The personnel register can be used as a evidence, while preserving the right to protection of personal data.
On March 2, 2023, the CJEU continued its trend of balancing rights: in this case, the right to evidence and the right to data protection.
It holds that the production of the personnel register for tax audit purposes (thus different from the initial purposes of collecting the data in question) may be valid if the conditions of Articles 6(3) and 6(4) of the GDPR are met, namely that it is based on national law and constitutes a necessary and proportionate measure in a democratic society. The national court is required to take into consideration, in each individual case, the interests of the data subjects, and in particular the requirements arising from the principle of data minimization.
The classification of personal data may depend on the entity processing it
The CJEU ruled on April 26, 2023 that the EDPS had criticized the SRB (Single Resolution Board – resolution authority of the European Banking Union) for having communicated data to the firm Deloitte without informing the persons concerned: the firm would have had access to answers to questionnaires, containing alphanumeric codes.

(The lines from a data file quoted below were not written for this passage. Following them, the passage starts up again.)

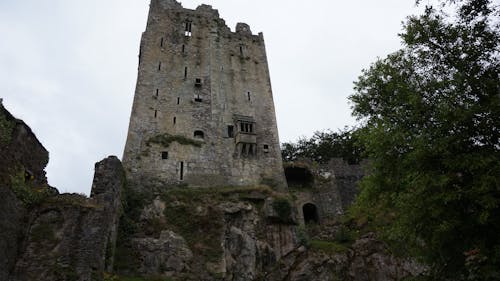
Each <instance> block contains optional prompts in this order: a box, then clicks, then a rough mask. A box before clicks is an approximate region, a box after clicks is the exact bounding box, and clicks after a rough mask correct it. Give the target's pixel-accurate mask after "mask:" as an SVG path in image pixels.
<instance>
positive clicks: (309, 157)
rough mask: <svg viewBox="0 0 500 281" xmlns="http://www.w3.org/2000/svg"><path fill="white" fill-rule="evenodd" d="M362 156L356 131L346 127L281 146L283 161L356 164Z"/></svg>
mask: <svg viewBox="0 0 500 281" xmlns="http://www.w3.org/2000/svg"><path fill="white" fill-rule="evenodd" d="M362 154H363V147H362V145H360V143H359V142H358V133H357V129H355V128H353V129H348V128H347V127H346V128H344V129H343V130H339V131H338V132H331V131H327V132H315V133H314V135H313V136H312V137H311V138H310V139H306V138H300V139H299V140H298V141H297V143H283V144H282V145H281V156H282V158H283V161H295V160H297V159H299V158H307V159H312V160H314V161H317V162H320V163H327V162H328V161H329V160H330V159H332V158H343V159H344V160H345V161H347V162H348V163H349V164H357V163H359V162H360V161H361V159H362V158H361V157H362Z"/></svg>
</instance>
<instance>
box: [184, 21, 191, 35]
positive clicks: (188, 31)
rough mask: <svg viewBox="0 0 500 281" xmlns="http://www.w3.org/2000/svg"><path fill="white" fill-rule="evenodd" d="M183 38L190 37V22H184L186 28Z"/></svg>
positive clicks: (185, 28) (190, 25)
mask: <svg viewBox="0 0 500 281" xmlns="http://www.w3.org/2000/svg"><path fill="white" fill-rule="evenodd" d="M184 36H187V37H191V22H190V21H186V26H185V28H184Z"/></svg>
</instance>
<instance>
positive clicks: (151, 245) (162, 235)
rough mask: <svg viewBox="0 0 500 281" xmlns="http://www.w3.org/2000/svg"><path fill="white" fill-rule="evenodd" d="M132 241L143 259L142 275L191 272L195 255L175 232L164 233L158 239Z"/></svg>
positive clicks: (162, 232)
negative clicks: (190, 263)
mask: <svg viewBox="0 0 500 281" xmlns="http://www.w3.org/2000/svg"><path fill="white" fill-rule="evenodd" d="M132 241H133V244H134V248H135V249H136V250H137V251H138V252H139V254H140V257H141V258H140V259H141V261H142V263H141V265H140V268H139V272H140V273H142V274H165V275H172V274H174V273H182V272H186V271H188V270H189V266H188V264H189V262H190V261H191V259H192V258H193V253H192V252H191V250H190V249H189V248H188V246H187V244H186V241H185V240H184V238H182V237H181V236H179V235H177V234H176V233H174V232H173V231H169V230H164V231H162V232H161V234H160V237H159V238H158V239H155V238H150V237H147V238H135V239H133V240H132Z"/></svg>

The CJEU considers that this information requirement should have been assessed from Deloitte’s point of view, and not that of the SRB: the EDPS should have investigated whether the firm had legal and feasible means of re-identifying the authors of the comments. In this case, such means would have been, for example, the alphanumeric code correspondence tables.
The CJEU clarifies the contours of the right of access
In a judgment of May 4, 2023the CJEU clarified Article 15, (3) of the GDPR, relating to data subjects’ right of access.
It confirms its interpretation of the scope of documents that can be copied: “the reproduction of extracts from documents or even entire documents or extracts from databases which contain, inter alia, the personal data undergoing processing may prove to be essential[…], where the contextualisation of the data processed is necessary in order to ensure the data are intelligible.[…], the context in which the data are processed is an essential element in enabling the data subject to have transparent access and an intelligible presentation of those data.” (§ 41 and 42)
The referring court also asked for a definition of the term “information” in this article 15, (3). The CJEU replied that such information is necessarily limited to the personal data of the data subject, regardless of form: the fact that it is metadata is irrelevant, subject to verification that it is indeed personal data (§ 49-51).
EDPS adopts guidelines on right of access
These guidelines specify how the right of access, provided for in Article 15 of the GDPR, is to be implemented.
They specify the principles that must guide this right: provision of complete and correct information, time indicators and compliance with cyber-security requirements. They go on to give practical recommendations to data controllers who have to respond to a request for access, in terms of the most appropriate means of access, the format of the information, and the response time.
Supervisory authorities’ reaction to ChatGPT
Several supervisory authorities have taken an interest in the recent conversational artificial intelligence tool, which allegedly collects personal data in order to “train” itself for further development, or fails to restrict access when used by minors.
The British and Italian Authorities have issued warnings, while the Canadian Authority announced that it had opened an investigation.